In any case, I read your blog and find it interesting, and have found this post and discussion fruitful.

Alonzo Fyfe said...

Chad Van Schoelandt

Your working of Rawls' argument shows some circular reasoning - captured in your example by the use of the term 'fair' (or a cognate) in every premise, rather than deriving fairness from something else.

We decide what we should not allow behind the veil of ignorance based on principles of fairness. Yet, the decisions we reach behind the veil of ignorance are supposed to give us those principles of fairness.

This seems to blur the distinction between the 'veil of ignorance' and Rawls' meta-position regarding reflective equilibrium. (Reflective equilibrium suggests that we use our intiutions to draw up a set of moral principles, which we then use to modify our moral intuitions, and back and forth until our intutions and principles are in equilibrium.)

Reflective equilibrium is supposed to give us this 'veil of ignorance', which in turn is supposed to give us our moral principles.

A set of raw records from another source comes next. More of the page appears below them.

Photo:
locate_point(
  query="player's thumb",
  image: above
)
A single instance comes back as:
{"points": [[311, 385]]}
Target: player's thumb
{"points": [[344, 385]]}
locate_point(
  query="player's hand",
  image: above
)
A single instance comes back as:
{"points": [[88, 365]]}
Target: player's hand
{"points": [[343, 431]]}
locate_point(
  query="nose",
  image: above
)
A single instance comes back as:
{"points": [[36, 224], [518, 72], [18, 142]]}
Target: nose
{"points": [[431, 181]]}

Speaking very generally, I have nothing against this idea of 'reflective equilibrium'. I am one of those who holds that this is really nothing more than coherentist epistemology applied to ethics, and I like coherentist epistemology. However, Rawls' tight connection between the 'principles of justice' that determines what we are ignorant of behind the veil of ignorance, and the 'principles of justice' that determine the conclusions that he reachers, represents the tight circularity of vicious (question-begging) circles than the broad and lose virtuous circularity of coherentism.

Ultimately, I think that some of Rawls' later work has merit. One of the arguments I am particularly fond of begins with the assumption that we will never get everybody in society to agree on any specific moral system. We will always have a society in which people with different belief sets must somehow get along. He then derives a set of principles consistent with this assumption - not principles that we derive from a state of ignorance, but principles derived from real-world facts. I can make the same argument in desire-utilitarian terms.

Anonymous said...

"Descartes also asserted that one of these clear and distinct ideas was the idea of God"

Interestingly, "God" is a very unclear and indistinct idea, and if I ever have to discuss the existence of God, my first question is "what do *you* mean by God?"

Descartes was just plain outright wrong about this bit.